Again, blocksize alignment, not 512.

> +
> +/* called with a hard-sector bounded file byte data start/len
> + * which covers areas of disk data.  it might not... be contiguous,
> + * be on the same device(s), have the same redundancy property.

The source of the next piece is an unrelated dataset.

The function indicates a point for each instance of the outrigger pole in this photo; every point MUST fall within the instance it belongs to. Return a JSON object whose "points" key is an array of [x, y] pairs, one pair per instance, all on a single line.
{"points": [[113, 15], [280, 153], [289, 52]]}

> + * get the extent map per contiguous chunk and submit bios.
> + */
> +
> +static int btrfs_dio_extent_read(struct btrfs_diocb *diocb,
> +				struct extent_map *lem, u64 data_len, int eof)
> +{
> +	struct extent_map_tree *em_tree = &BTRFS_I(diocb->inode)->
> +		root->fs_info->mapping_tree.map_tree;
> +	u64 data_start = lem->block_start + (diocb->start - lem->start);
> +	struct extent_map *em;
> +	int err = -EIO;
> +	int csum = !(BTRFS_I(diocb->inode)->flags & BTRFS_INODE_NODATASUM);
> +	u64 csum_before = 0;
> +	u64 csum_after = 0;
> +	u32 filetail = (data_start + data_len) & (diocb->blocksize - 1);
> +
> +	if (csum) {
> +		csum_before = data_start & (diocb->blocksize - 1);
> +		if (filetail)
> +			csum_after = diocb->blocksize - filetail;
> +	}
> +
> +	/* make post-eof consistent between inline/compressed/normal extents */
> +	if (filetail)
> +		btrfs_dio_eof_tail(&filetail, eof, diocb);
> +
> +	data_start -= csum_before;
> +	data_len += csum_before + csum_after;
> +
> +	while (data_len) {
> +		struct btrfs_dio_extcb *extcb;
> +		u64 filelen = 0;
> +
> +		/* get device extent map for next contiguous chunk */ 
> +		read_lock(&em_tree->lock);
> +		em = lookup_extent_mapping(em_tree, data_start, data_len);
> +		read_unlock(&em_tree->lock);
> +
> +		err = btrfs_dio_new_extcb(&extcb, diocb, em);
> +		if (err) {
> +			free_extent_map(em);
> +			return err;
> +		}
> +
> +		/* if the chunk can not fit into MAX_STRIPE_SEGMENTS,
> +		 * we will have to split it into multiple extcbs, but
> +		 * for now, do everything assuming it fits.
> +		 */
> +		extcb->iostart = data_start;
> +		/* we now own this range and will unlock it in our completion */
> +		extcb->lockstart = diocb->lockstart;
> +		diocb->lockstart += data_len;
> +		extcb->lockend = diocb->lockstart - 1;
> +
> +		/* only the first extent read can start inside a
> +		 * btrfs block, must read part of block before
> +		 * user start into temp page to validate csum.
> +		 */
> +		if (csum_before) {
> +			data_len -= csum_before;
> +			err = btrfs_dio_read_stripes(extcb,
> +				&data_start, &csum_before, 1);
> +			if (err)
> +				goto fail;
> +			BUG_ON(csum_before);
> +		}
> +
> +		/* device transfers to user pages in sector alignment
> +		 * but file tail can be 1-byte aligned.  since we need
> +		 * to have a temp page for checksum, we put the tail in
> +		 * that page and copy it to user memory on completion so
> +		 * post-xfer-memory looks the same as compressed or inline 
> +		 */
> +		data_len -= csum_after + filetail;
> +		filelen = data_len;
> +		if (data_len) {
> +			/* add_user_pages submits must be done using diocb */
> +			extcb->active_umc = &diocb->umc;
> + 			err = btrfs_dio_read_stripes(extcb,
> +				&data_start, &data_len, 0);
> +			filelen -= data_len;
> +			if (err)
> +				goto fail;
> +		}
> +
> +		if (data_len) {
> +			/* chunk must not have fit in MAX_STRIPE_SEGMENTS,
> +			 * fix everything to reflect our current state
> +			 * so we can process more of the chunk in a new extcb.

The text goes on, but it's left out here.